El mundo que los aventureros recorrían en aquellos años era un tapiz de maravillas y horrores entretejidos con una complejidad que desafiaba cualquier narrativa simple de bien contra mal. Desde las cumbres nevadas de Dun Morogh, donde los enanos excavaban ruinas de los Titanes que contenían secretos sobre los orígenes mismos de la vida en Azeroth, hasta las selvas húmedas de Feralas donde los ogros y los elfos de la noche mantenían una coexistencia tensa entre ruinas de civilizaciones que precedían a ambas razas; desde las arenas abrasadoras de Tanaris donde las arenas del tiempo fluían caprichosamente alrededor de la Caverna del Tiempo custodiada por el vuelo de bronce, hasta los pantanos pestilentes de la Ciénaga de Polvoriento donde los cocodrilos y las brujas del pantano disputaban el dominio del fango a los exploradores lo bastante valientes o insensatos como para adentrarse en ellos: cada rincón de Azeroth contenía una historia, un secreto, una amenaza o una promesa que aguardaba a ser descubierta por quienes tuvieran el coraje de buscarla. Las mazmorras del mundo eran las fauces de un organismo enfermo, conductos que descendían hacia el corazón de los males que infestaban la tierra: las Minas de la Muerte, donde la Hermandad de los Defias, un gremio de ladrones formado por los albañiles que habían reconstruido Ventormenta y a quienes la nobleza corrupta había negado su pago, planeaba una revolución que habría sumido a la ciudad en el caos; Zul'Farrak, la ciudad troll en ruinas del desierto de Tanaris donde los trolls Sangre de Arena realizaban rituales que amenazaban con despertar poderes que incluso ellos no podían controlar; las Profundidades de Roca Negra, donde los enanos Hierro Negro, esclavos de Ragnaros, forjaban armas para un ejército que aguardaba el momento de desatar el fuego sobre el mundo.

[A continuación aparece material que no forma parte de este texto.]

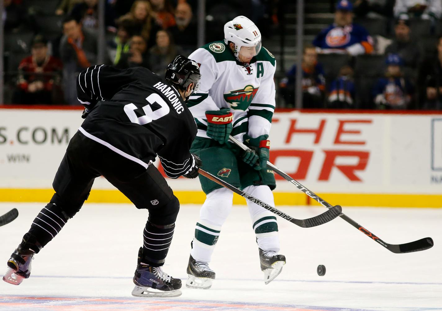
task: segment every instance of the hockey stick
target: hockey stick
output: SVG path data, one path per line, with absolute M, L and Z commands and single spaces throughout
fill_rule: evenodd
M 6 225 L 17 218 L 19 215 L 19 211 L 16 208 L 13 208 L 2 216 L 0 216 L 0 226 Z
M 216 176 L 210 174 L 208 172 L 206 172 L 201 169 L 199 169 L 198 172 L 199 173 L 203 176 L 210 179 L 212 181 L 214 181 L 217 184 L 219 184 L 223 187 L 225 187 L 227 188 L 227 189 L 229 189 L 233 192 L 240 195 L 243 198 L 245 198 L 249 201 L 251 201 L 254 203 L 257 204 L 259 206 L 263 207 L 266 209 L 270 211 L 274 214 L 276 214 L 278 216 L 280 216 L 285 219 L 287 219 L 290 223 L 293 223 L 295 225 L 299 226 L 300 227 L 302 227 L 303 228 L 310 228 L 311 227 L 314 227 L 316 226 L 323 224 L 326 223 L 328 223 L 330 220 L 332 220 L 339 216 L 341 212 L 342 211 L 342 209 L 341 207 L 339 205 L 336 205 L 336 206 L 332 207 L 330 208 L 330 209 L 328 210 L 326 212 L 323 213 L 321 215 L 318 215 L 314 217 L 312 217 L 312 218 L 309 218 L 308 219 L 295 219 L 294 218 L 289 216 L 285 213 L 275 208 L 273 206 L 271 206 L 267 203 L 256 199 L 256 198 L 250 195 L 248 193 L 240 190 L 234 186 L 232 185 L 229 183 L 226 182 L 224 180 L 218 178 Z
M 231 135 L 229 137 L 229 140 L 234 144 L 238 146 L 244 150 L 249 150 L 249 148 L 244 144 L 239 141 Z M 284 178 L 286 180 L 291 183 L 295 185 L 299 190 L 302 191 L 305 194 L 314 200 L 317 201 L 319 203 L 325 206 L 327 208 L 332 208 L 333 206 L 327 203 L 316 195 L 312 192 L 309 190 L 302 184 L 300 184 L 290 176 L 288 175 L 282 171 L 278 169 L 276 166 L 272 164 L 270 161 L 267 161 L 267 166 L 276 172 L 278 175 Z M 376 241 L 383 246 L 386 248 L 390 252 L 392 252 L 396 254 L 403 253 L 411 253 L 412 252 L 418 252 L 420 250 L 425 250 L 431 248 L 433 247 L 434 242 L 433 239 L 431 238 L 424 238 L 417 241 L 415 241 L 409 243 L 405 243 L 403 244 L 390 244 L 385 242 L 377 236 L 373 234 L 365 228 L 361 226 L 355 221 L 352 219 L 347 215 L 341 213 L 339 217 L 350 223 L 354 227 L 362 233 L 365 234 L 369 238 L 370 238 L 374 241 Z

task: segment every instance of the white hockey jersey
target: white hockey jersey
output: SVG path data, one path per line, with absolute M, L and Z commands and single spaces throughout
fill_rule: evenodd
M 245 134 L 253 138 L 269 134 L 275 108 L 276 61 L 271 53 L 263 47 L 244 67 L 228 46 L 216 42 L 189 58 L 198 63 L 201 73 L 199 91 L 187 103 L 198 127 L 197 136 L 209 138 L 206 111 L 221 108 L 230 108 L 231 135 L 240 141 Z

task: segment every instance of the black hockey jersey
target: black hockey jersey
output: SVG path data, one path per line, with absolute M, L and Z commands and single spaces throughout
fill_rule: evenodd
M 158 155 L 172 178 L 194 166 L 196 124 L 164 78 L 143 67 L 97 65 L 78 76 L 77 94 L 90 111 L 79 129 L 87 137 L 146 168 Z

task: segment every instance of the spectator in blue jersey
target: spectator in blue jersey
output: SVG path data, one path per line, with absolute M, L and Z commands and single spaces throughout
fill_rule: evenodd
M 293 65 L 279 84 L 281 94 L 288 107 L 294 104 L 296 78 L 296 65 Z M 324 71 L 322 65 L 318 63 L 316 49 L 312 46 L 304 49 L 302 84 L 303 108 L 322 107 L 325 90 Z
M 335 22 L 323 30 L 313 40 L 322 53 L 370 54 L 373 43 L 368 32 L 353 23 L 353 5 L 349 0 L 340 0 L 336 6 Z
M 335 109 L 354 108 L 354 89 L 353 69 L 348 65 L 344 66 L 339 70 L 339 75 L 330 84 L 327 107 Z
M 397 54 L 389 54 L 385 60 L 387 69 L 373 88 L 374 103 L 378 109 L 404 109 L 410 108 L 414 87 L 401 70 L 402 59 Z

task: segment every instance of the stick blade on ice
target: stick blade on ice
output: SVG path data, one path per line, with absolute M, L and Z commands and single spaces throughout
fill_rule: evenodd
M 0 216 L 0 226 L 6 225 L 17 218 L 19 215 L 19 211 L 16 208 L 13 208 L 6 214 Z

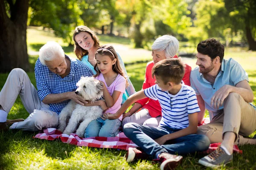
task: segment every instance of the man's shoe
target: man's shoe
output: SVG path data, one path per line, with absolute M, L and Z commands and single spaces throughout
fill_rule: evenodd
M 8 125 L 6 122 L 0 122 L 0 131 L 6 131 L 8 130 Z
M 145 160 L 148 158 L 148 155 L 137 148 L 129 147 L 125 155 L 126 162 L 131 162 L 136 159 Z
M 161 153 L 158 156 L 158 159 L 154 161 L 161 162 L 160 170 L 174 170 L 179 165 L 181 164 L 183 157 L 181 156 L 172 155 L 166 152 Z
M 7 125 L 8 125 L 11 126 L 14 123 L 15 123 L 17 122 L 23 122 L 24 120 L 25 120 L 24 119 L 13 119 L 13 120 L 7 119 L 6 120 L 6 123 L 7 124 Z
M 233 155 L 228 155 L 221 147 L 218 147 L 211 153 L 199 160 L 198 163 L 203 165 L 217 168 L 232 161 Z

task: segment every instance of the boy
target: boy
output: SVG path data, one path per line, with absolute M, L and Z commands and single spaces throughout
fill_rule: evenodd
M 195 91 L 181 83 L 184 74 L 184 64 L 180 58 L 159 62 L 152 70 L 156 85 L 130 96 L 115 114 L 103 115 L 105 119 L 117 119 L 137 100 L 146 97 L 158 100 L 163 116 L 158 127 L 128 123 L 123 131 L 145 153 L 161 163 L 161 170 L 172 169 L 181 163 L 182 156 L 173 154 L 205 150 L 210 144 L 206 136 L 194 134 L 200 110 Z M 129 148 L 126 161 L 145 159 L 145 155 L 137 149 Z

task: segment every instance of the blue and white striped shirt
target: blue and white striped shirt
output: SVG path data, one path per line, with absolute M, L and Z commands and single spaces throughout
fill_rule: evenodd
M 158 100 L 160 103 L 162 119 L 159 126 L 184 129 L 189 126 L 188 114 L 200 111 L 195 91 L 184 84 L 175 95 L 162 91 L 157 85 L 145 89 L 144 93 L 147 97 Z
M 43 65 L 39 58 L 35 62 L 35 80 L 38 94 L 41 101 L 49 94 L 75 91 L 77 88 L 76 84 L 81 76 L 91 76 L 93 75 L 91 70 L 84 64 L 78 60 L 73 60 L 67 55 L 65 57 L 70 60 L 70 72 L 63 78 L 52 73 L 46 65 Z M 49 104 L 50 109 L 58 114 L 70 100 Z

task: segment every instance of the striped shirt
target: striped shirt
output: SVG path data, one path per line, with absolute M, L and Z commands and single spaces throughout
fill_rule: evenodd
M 49 94 L 59 94 L 75 91 L 76 83 L 81 76 L 91 76 L 93 72 L 87 66 L 79 60 L 74 60 L 67 56 L 66 58 L 70 60 L 70 72 L 64 78 L 52 73 L 46 65 L 43 65 L 39 58 L 35 62 L 35 74 L 38 94 L 42 101 Z M 51 110 L 58 114 L 70 100 L 65 100 L 58 103 L 49 104 Z
M 144 93 L 147 97 L 158 100 L 160 103 L 162 117 L 159 126 L 184 129 L 189 126 L 188 114 L 200 111 L 195 91 L 183 83 L 175 95 L 162 91 L 157 85 L 145 89 Z

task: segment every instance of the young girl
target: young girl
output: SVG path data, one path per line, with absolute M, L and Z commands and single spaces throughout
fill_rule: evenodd
M 96 79 L 104 86 L 103 95 L 107 107 L 106 111 L 115 113 L 121 107 L 122 96 L 125 91 L 127 81 L 120 65 L 117 55 L 113 47 L 105 45 L 95 53 L 96 63 L 94 66 Z M 122 115 L 119 119 L 110 120 L 101 117 L 92 121 L 85 129 L 84 137 L 114 137 L 118 133 Z
M 80 26 L 76 28 L 73 34 L 73 40 L 75 41 L 74 52 L 76 57 L 82 62 L 88 66 L 94 74 L 96 74 L 96 71 L 93 69 L 96 64 L 94 60 L 94 55 L 100 46 L 99 38 L 89 28 L 86 26 Z M 118 53 L 116 53 L 116 54 L 121 68 L 128 82 L 125 93 L 122 96 L 122 103 L 123 103 L 127 99 L 128 96 L 135 93 L 135 90 L 127 75 L 125 65 L 121 57 Z

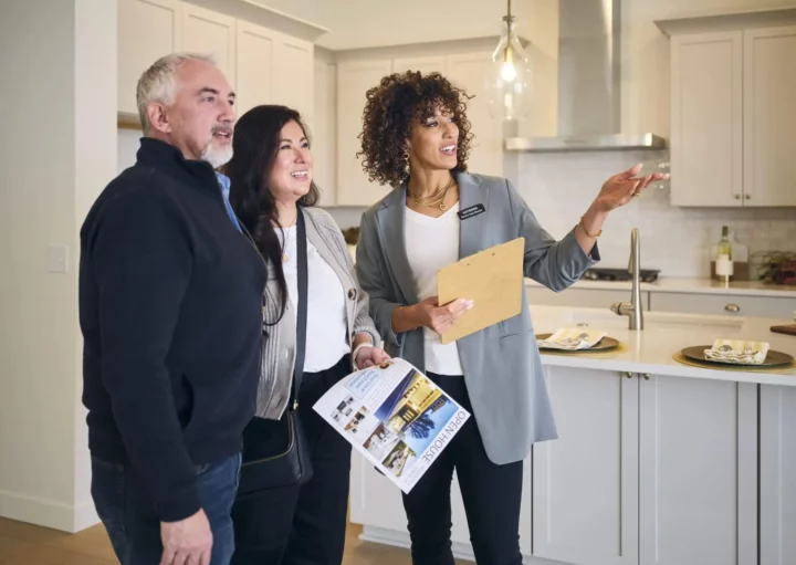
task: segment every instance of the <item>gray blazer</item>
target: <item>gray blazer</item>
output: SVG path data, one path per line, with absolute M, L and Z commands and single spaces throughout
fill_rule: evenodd
M 523 236 L 525 275 L 556 292 L 599 261 L 596 245 L 589 255 L 584 253 L 574 229 L 561 241 L 553 239 L 506 179 L 462 172 L 458 181 L 461 210 L 475 205 L 485 208 L 461 220 L 460 258 Z M 370 295 L 370 314 L 387 352 L 425 370 L 422 329 L 392 332 L 392 311 L 418 302 L 404 243 L 405 209 L 402 186 L 365 212 L 356 269 L 359 284 Z M 521 461 L 534 442 L 557 437 L 525 292 L 519 315 L 462 337 L 458 344 L 473 416 L 490 460 L 498 464 Z
M 315 245 L 343 284 L 346 303 L 346 325 L 348 343 L 354 335 L 370 334 L 374 345 L 380 345 L 381 337 L 368 312 L 368 296 L 356 280 L 354 264 L 343 232 L 332 217 L 320 208 L 300 208 L 306 220 L 307 240 Z M 265 287 L 265 320 L 273 323 L 280 314 L 280 293 L 274 276 L 273 264 L 268 264 L 268 284 Z M 282 417 L 287 407 L 293 368 L 295 366 L 296 325 L 293 303 L 287 300 L 284 315 L 275 325 L 265 326 L 268 339 L 262 352 L 262 367 L 258 386 L 255 416 L 270 420 Z M 307 343 L 307 350 L 313 344 Z

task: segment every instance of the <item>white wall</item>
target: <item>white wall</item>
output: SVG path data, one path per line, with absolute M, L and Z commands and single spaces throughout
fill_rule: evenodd
M 557 0 L 514 0 L 517 31 L 527 35 L 526 28 L 549 6 Z M 324 0 L 316 20 L 329 32 L 318 44 L 343 50 L 499 35 L 505 10 L 505 0 Z
M 46 14 L 44 17 L 43 14 Z M 0 515 L 96 520 L 81 406 L 82 218 L 116 168 L 116 3 L 10 2 L 0 18 Z M 48 272 L 65 245 L 67 272 Z

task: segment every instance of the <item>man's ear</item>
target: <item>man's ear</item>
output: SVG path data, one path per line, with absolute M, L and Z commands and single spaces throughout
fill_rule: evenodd
M 166 106 L 159 102 L 150 102 L 147 106 L 147 119 L 149 119 L 149 128 L 160 132 L 161 134 L 171 133 L 171 124 L 168 119 Z

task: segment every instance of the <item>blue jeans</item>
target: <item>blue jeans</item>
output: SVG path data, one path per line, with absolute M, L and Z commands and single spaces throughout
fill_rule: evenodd
M 197 467 L 199 500 L 212 531 L 210 565 L 228 565 L 234 553 L 230 511 L 238 491 L 240 454 Z M 140 477 L 128 465 L 92 458 L 92 498 L 122 565 L 158 565 L 160 519 Z

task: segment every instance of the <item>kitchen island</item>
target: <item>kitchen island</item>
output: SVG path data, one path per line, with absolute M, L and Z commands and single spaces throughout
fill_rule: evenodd
M 558 439 L 525 461 L 524 563 L 785 565 L 796 555 L 796 372 L 682 365 L 715 338 L 765 341 L 796 356 L 782 320 L 532 306 L 536 333 L 588 324 L 614 353 L 543 354 Z M 369 541 L 408 545 L 400 491 L 354 456 L 350 520 Z M 453 480 L 455 553 L 472 558 Z M 758 561 L 760 555 L 760 561 Z M 789 557 L 788 557 L 789 556 Z

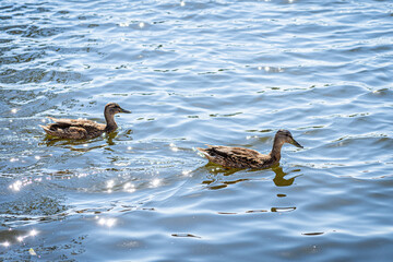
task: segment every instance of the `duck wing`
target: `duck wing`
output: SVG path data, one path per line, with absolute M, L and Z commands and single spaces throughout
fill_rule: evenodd
M 61 139 L 92 139 L 105 131 L 105 124 L 86 119 L 57 119 L 49 117 L 55 123 L 41 126 L 50 135 Z
M 198 148 L 205 154 L 207 159 L 226 167 L 235 168 L 261 168 L 267 159 L 261 153 L 233 146 L 207 145 L 207 148 Z

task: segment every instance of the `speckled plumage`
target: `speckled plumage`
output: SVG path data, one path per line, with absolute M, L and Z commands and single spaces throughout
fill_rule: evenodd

Azeroth giraba lentamente bajo un cielo que contenía tanto estrellas como amenazas, un mundo cuya belleza era inseparable de su peligro, cuya historia era un palimpsesto de creación y destrucción escrito una y otra vez por razas que nacían, luchaban, caían y se levantaban con una terquedad que era, quizás, la cualidad más definitoria de la vida en aquel mundo extraordinario y terrible. La era que los historiadores llamarían después la era del mundo dividido no fue un período de paz ni de guerra sino algo más complejo y más humano que ambos: fue una era de transición, un tiempo de respirar entre catástrofes, un paréntesis en el que los pueblos de Azeroth intentaron reconstruir lo que habían perdido mientras las fuerzas que habrían de destruirlo de nuevo se reunían en los márgenes de la percepción, en las profundidades de la tierra, en los cielos del norte donde la Corona de Hielo seguía brillando con una luz fría que era visible solo para los ojos de los muertos. El Rey Exánime aguardaba en su trono, y su paciencia era la de quien sabe que la muerte siempre gana al final, que cada ser vivo es un soldado futuro de su ejército, que la única pregunta no es si el mundo caerá ante el Flagelo sino cuándo. Los Dioses Antiguos susurraban desde sus prisiones, corrompiendo sueños y voluntades con una constancia que era geológica en su escala temporal. La Legión Ardiente, derrotada pero no destruida, lamía sus heridas en los confines del Vacío Abisal mientras planeaba su próximo asalto contra un mundo que se había atrevido a resistir. Y entre todas estas fuerzas titánicas, las pequeñas criaturas mortales que habitaban Azeroth, los orcos y los humanos, los elfos y los enanos, los tauren y los trolls y los gnomos y los no-muertos, continuaban viviendo sus vidas con la ferocidad y la ternura de quienes saben, en algún rincón de su consciencia, que cada amanecer podría ser el último, y que eso, lejos de restarle valor a la existencia, era precisamente lo que la hacía preciosa.